Jean-Marc Desperrier wrote, On 2009-01-30 03:25:
> Paul Hoffman wrote:
>> [...]
>> That feels insufficient to me. I also disagree that there are
>> "practical problems of revoking a very large number of certificates".
>> The worst problem is that the CRL will grow; that's no big deal, it
>> is supposed to grow.
> 
> You *obviously* never had to handle this CRL :
> http://onsitecrl.certplus.com/DIRECTIONGENERALEDESIMPOTSDIRECTIONGENERALEDESIMPOTSUSAGER/LatestCRL

Ah, yes, the proverbial 35 Megabyte CRL, which even at T1 speeds takes 3.5
minutes (211 seconds) to download.

> Java programs just can't take it up. And J2EE is by far the most popular 
> application server architecture nowadays. 64 bits J2EE with an 
> enterprise level stability is not a reality today.

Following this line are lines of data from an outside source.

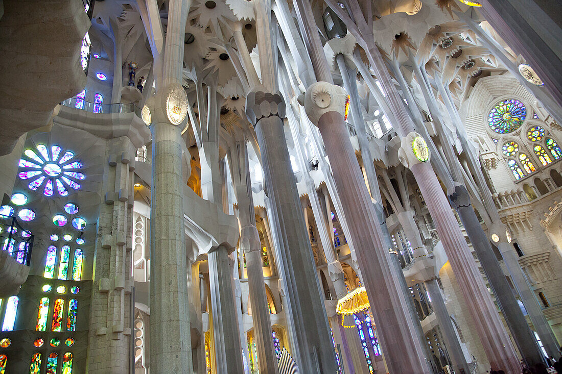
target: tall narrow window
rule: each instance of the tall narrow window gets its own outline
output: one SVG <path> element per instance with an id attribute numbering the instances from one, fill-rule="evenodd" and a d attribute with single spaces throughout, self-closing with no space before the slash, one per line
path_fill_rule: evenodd
<path id="1" fill-rule="evenodd" d="M 49 245 L 47 250 L 47 260 L 45 261 L 45 272 L 43 276 L 53 279 L 55 276 L 55 262 L 57 257 L 57 247 Z"/>
<path id="2" fill-rule="evenodd" d="M 523 168 L 525 169 L 525 171 L 527 172 L 528 174 L 531 174 L 536 171 L 537 170 L 534 168 L 534 165 L 529 159 L 529 156 L 525 153 L 522 153 L 519 155 L 519 161 L 521 161 L 521 164 L 523 166 Z"/>
<path id="3" fill-rule="evenodd" d="M 558 147 L 558 144 L 554 141 L 554 139 L 549 138 L 546 139 L 546 148 L 549 149 L 550 153 L 554 156 L 554 159 L 558 159 L 562 157 L 562 149 L 560 149 L 560 147 Z"/>
<path id="4" fill-rule="evenodd" d="M 47 330 L 47 320 L 49 318 L 49 298 L 43 298 L 39 303 L 39 312 L 37 313 L 36 331 Z"/>
<path id="5" fill-rule="evenodd" d="M 57 361 L 58 355 L 53 352 L 47 357 L 47 372 L 46 374 L 57 374 Z"/>
<path id="6" fill-rule="evenodd" d="M 41 371 L 41 354 L 34 353 L 31 356 L 31 364 L 29 366 L 29 374 L 39 374 Z"/>
<path id="7" fill-rule="evenodd" d="M 549 154 L 546 153 L 545 149 L 538 144 L 537 144 L 533 148 L 533 150 L 534 151 L 534 154 L 538 157 L 538 159 L 541 161 L 541 163 L 543 166 L 547 165 L 552 162 L 552 160 L 550 159 Z"/>
<path id="8" fill-rule="evenodd" d="M 69 302 L 69 316 L 66 318 L 66 331 L 76 331 L 76 314 L 78 312 L 78 302 L 72 299 Z"/>
<path id="9" fill-rule="evenodd" d="M 16 314 L 17 313 L 17 303 L 20 298 L 12 296 L 8 299 L 6 304 L 6 314 L 4 314 L 4 323 L 2 325 L 2 331 L 11 331 L 16 322 Z"/>
<path id="10" fill-rule="evenodd" d="M 61 249 L 61 259 L 58 263 L 58 279 L 66 280 L 69 271 L 69 259 L 70 257 L 70 247 L 63 245 Z"/>
<path id="11" fill-rule="evenodd" d="M 86 90 L 82 90 L 82 92 L 76 95 L 76 102 L 74 107 L 78 109 L 84 109 L 84 98 L 86 96 Z"/>
<path id="12" fill-rule="evenodd" d="M 57 299 L 53 308 L 53 323 L 51 331 L 60 331 L 62 326 L 62 310 L 65 308 L 65 301 L 62 299 Z"/>
<path id="13" fill-rule="evenodd" d="M 513 175 L 515 177 L 515 179 L 521 179 L 524 176 L 525 174 L 523 174 L 523 171 L 521 170 L 519 167 L 519 165 L 517 163 L 517 161 L 514 159 L 510 159 L 507 161 L 507 166 L 509 166 L 510 170 L 511 172 L 513 173 Z"/>
<path id="14" fill-rule="evenodd" d="M 72 373 L 72 353 L 66 352 L 62 356 L 62 374 Z"/>
<path id="15" fill-rule="evenodd" d="M 94 113 L 101 113 L 102 111 L 102 101 L 103 97 L 101 94 L 94 95 Z"/>
<path id="16" fill-rule="evenodd" d="M 80 280 L 82 276 L 82 258 L 84 254 L 80 248 L 74 251 L 74 261 L 72 266 L 72 280 Z"/>

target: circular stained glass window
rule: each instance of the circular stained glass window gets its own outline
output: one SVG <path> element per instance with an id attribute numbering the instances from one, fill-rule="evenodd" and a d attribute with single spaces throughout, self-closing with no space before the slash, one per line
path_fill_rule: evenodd
<path id="1" fill-rule="evenodd" d="M 8 218 L 12 216 L 13 216 L 13 208 L 9 205 L 0 207 L 0 218 Z"/>
<path id="2" fill-rule="evenodd" d="M 24 205 L 28 202 L 28 197 L 18 192 L 12 195 L 12 202 L 16 205 Z"/>
<path id="3" fill-rule="evenodd" d="M 533 126 L 527 131 L 527 139 L 531 142 L 540 140 L 545 136 L 545 129 L 540 126 Z"/>
<path id="4" fill-rule="evenodd" d="M 53 223 L 60 227 L 62 227 L 69 221 L 62 215 L 55 215 L 53 216 Z"/>
<path id="5" fill-rule="evenodd" d="M 54 162 L 47 162 L 43 167 L 43 171 L 49 176 L 57 176 L 60 175 L 62 170 Z"/>
<path id="6" fill-rule="evenodd" d="M 68 203 L 65 206 L 65 211 L 69 215 L 75 215 L 78 213 L 78 206 L 72 203 Z"/>
<path id="7" fill-rule="evenodd" d="M 86 221 L 79 217 L 72 220 L 72 225 L 76 230 L 82 230 L 86 227 Z"/>
<path id="8" fill-rule="evenodd" d="M 488 126 L 498 134 L 512 133 L 523 124 L 527 109 L 519 100 L 508 99 L 496 104 L 488 115 Z"/>
<path id="9" fill-rule="evenodd" d="M 507 142 L 501 147 L 501 153 L 510 157 L 519 150 L 519 145 L 515 142 Z"/>
<path id="10" fill-rule="evenodd" d="M 17 215 L 22 221 L 29 222 L 35 218 L 35 212 L 30 209 L 25 208 L 20 211 Z"/>

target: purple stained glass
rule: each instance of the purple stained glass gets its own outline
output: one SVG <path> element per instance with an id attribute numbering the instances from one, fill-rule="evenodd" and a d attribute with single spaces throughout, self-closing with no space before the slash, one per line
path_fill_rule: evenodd
<path id="1" fill-rule="evenodd" d="M 29 188 L 29 189 L 33 190 L 34 191 L 35 190 L 37 190 L 38 188 L 39 188 L 39 186 L 43 184 L 43 181 L 44 180 L 45 180 L 45 176 L 42 175 L 41 176 L 37 178 L 34 181 L 31 182 L 29 184 L 28 184 L 28 187 Z"/>
<path id="2" fill-rule="evenodd" d="M 53 181 L 50 179 L 47 180 L 45 184 L 45 188 L 43 190 L 43 193 L 45 196 L 53 195 Z"/>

Years ago, NSS used a general purpose BER/DER decoder everywhere.  It was
used to decode a single 35 MB CRL (from the DoD, as I recall), and IIRC it
took 24 hours to decode it and used some large portion of a gigabyte of RAM
to do so.  The problem was that it allocated space for and copied the value
of every component, and every subcomponent of every constructed (structured)
member of the document.

So, Julien wrote a new DER-only decoder that uses the same templates as the
old decoder, specifically motivated to handle that whopping CRL. It does
not make unnecessary copies.  Today, NSS uses that "Quick DER Decoder" for
anything that is DER encoded. I just ran it against that 35 MB CRL cited
above.  It took less than 2 seconds to parse the whole thing.